Однако память часто ошибается, а ее практики изрядно запутаны. Ностальгический или элегический настрой с его сентиментальным воспроизведением исчезнувшего материального мира (как в фильме «Полторы комнаты» А. Хржановского (2008), где детство и юность Иосифа Бродского превращаются в парад безделушек того времени и девушек в дразнящих коротких платьицах прямого покроя) – лишь один из возможных способов взглянуть на прошлое[89 - В «Будущем ностальгии» Бойм различает «рефлектирующую» и «реставрационную» ностальгию [Бойм 2019: 300], рассматривая последнюю как явление, инспирируемое властями, «поддерживаемое сверху» [Бойм 2019: 296], тогда как первая характерна для людей творческих. Однако эта аккуратная дихотомия слишком упрощает реальность с ее разнообразными типами «культурного текста», от интернет-сайтов до фильмов типа «Стиляги» B. Тодоровского (2008), с коммерческими продуктами и официальными праздниками, прославляющими советское материальное прошлое.]. Возмущение или отвращение к себе – эмоции столь же вероятные. Примером может служить впечатляющая автобиография М. Ю. Германа «Сложное прошедшее», отличающаяся вниманием к деталям и самокритичностью. Герман не пытается скрыть, что духовный кругозор ленинградской интеллигенции во многих случаях был довольно ограниченным и что образ жизни людей нередко определялся конформизмом, трусостью и просто привычками [Герман 2000].
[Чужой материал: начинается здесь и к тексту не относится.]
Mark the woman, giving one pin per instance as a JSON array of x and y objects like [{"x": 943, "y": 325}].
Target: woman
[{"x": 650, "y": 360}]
Тем не менее, если местные жители и готовы согласиться, что они сами ничем не примечательны, город свой они считают весьма примечательным. Это выражается не только в многочисленных восхвалениях «самому красивому городу на свете», но и в склонности воспринимать повседневную жизнь города как нечто исключительное. По правде говоря, немногое в Петербурге – начиная с архитектурных стилей и заканчивая погодой – так уж сильно отличается от других городов северной Европы. Но из-за культурной изоляции советского периода сравнивать можно было в первую очередь с другими советскими городами, а на этом фоне Ленинград, конечно же, выглядел исключительным. Подобное отношение сохранилось и в постсоветскую эпоху: только что переименованный Санкт-Петербург, как и следовало ожидать, стал лидером в процессе восстановления региональной идентичности, начавшемся после 1991 года[90 - Региональная тематика в позднесоветской и постсоветской культуре обычно рассматривалась на примере менее крупных населенных пунктов. См., например, [Petro 2004; Ахметова, Лурье 2005; Watts 2002; Donovan 2011]. Анализ регионализации с точки зрения экономической географии см. в [Нефедова 2003]. О культурных измерениях регионализации см. [Глазычев 2003]. Региональный патриотизм был одной из ключевых тем выборов 2011 года: «Единая Россия», например, распространяла предвыборные плакаты и листовки с лозунгом «Выбери Петербург!» и публиковала в листовках интервью с местными знаменитостями (см. «Выбери Петербург», 17–23 октября 2011 года).].